Insurer's denial of ERISA long-term disability benefits is upheld by Sixth Circuit
Maribea Balmert sued the Reliance Standard Life Insurance Company to resinstate her disability insurance. An accountant-tax analyst for Big Lots, Balmert also suffered from rheumatoid arthritis. In 2004, she stopped working because of symptoms she believed were related to the arthritis, including pain and numbness in her hands which she attributed to keyboarding demands and stress. Her doctor found little evidence of synovitis in her hands and referred her for neurological and psychological evaluation, while recommending a temporary medical leave. He believed that other potential etiologies needed to be investigated.Over the course of a year, Balmert was thoroughly worked up and her doctor recommended that she return to work with limitations. The employer refused to allow her to work with those restrictions, however, and she applied for employer-funded disability insurance, through Reliance Standard Life Insurance Company. The therapist who administered a functional capacity assessment to Balmert concluded that she should not return to work and her doctor wrote that he agreed with the therapist's "findings." Reliance granted Balmert only a closed period of several months of benefits, however, based upon its IME doctor's analysis that her arthritis doctor had identified only limited physical findings that would not support a disability.
Balmert filed suit, arguing that Reliance's decision was arbitrary and capricious, that it should have given greater deference to her doctor's opinions, and that she should have been allowed access to the IME doctor's opinion and an opportunity to rebut it. The trial judge rejected Balmert's claim and the Sixth Circuit rejected her appeal. Since she had not requested a copy of the IME doctor's report, the Court denied her standing to argue that Reliance's policy of failing to provide IME reports constituted a lack of due process.

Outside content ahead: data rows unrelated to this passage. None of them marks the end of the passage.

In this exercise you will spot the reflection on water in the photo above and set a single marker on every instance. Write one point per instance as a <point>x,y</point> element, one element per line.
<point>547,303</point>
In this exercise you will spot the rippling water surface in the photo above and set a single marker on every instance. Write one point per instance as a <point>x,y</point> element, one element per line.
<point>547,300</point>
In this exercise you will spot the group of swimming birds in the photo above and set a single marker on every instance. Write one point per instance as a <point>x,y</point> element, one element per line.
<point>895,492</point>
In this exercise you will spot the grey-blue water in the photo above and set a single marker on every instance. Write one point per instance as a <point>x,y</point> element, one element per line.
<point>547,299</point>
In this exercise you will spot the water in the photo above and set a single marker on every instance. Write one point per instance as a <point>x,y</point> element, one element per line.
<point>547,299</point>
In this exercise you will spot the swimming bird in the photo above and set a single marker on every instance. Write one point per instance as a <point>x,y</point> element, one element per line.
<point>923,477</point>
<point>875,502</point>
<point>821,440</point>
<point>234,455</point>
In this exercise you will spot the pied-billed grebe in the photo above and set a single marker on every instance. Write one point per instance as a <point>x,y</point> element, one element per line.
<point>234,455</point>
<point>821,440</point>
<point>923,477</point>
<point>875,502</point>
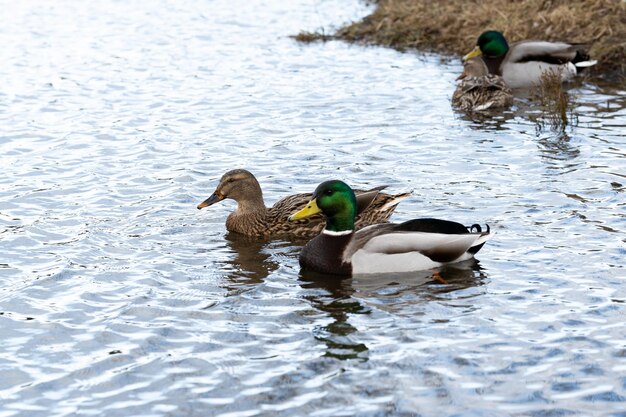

Further, the Court held that Balmert's doctor's endorsement of the Functional Capacity Assessment was ambiguous because the doctor indicated he agreed with the "findings" but did not indcate that he agreed with the reccomendations expressed by the therapist. The Court noted that a treater's opinions are not entitled to due deference, in any event, and concluded that while it was not merely "rubber-stamping" the insurer's decision, the decision was not "arbitrary and capricious."
In a parenthetical, the Court pointed out that while Balmert may have been disabled by stress or other factors, the evidentiary basis for her claim as originally presented to Reliance was rheumatoid arthritis and she had not adequately supported any other basis for arguing a medical disability.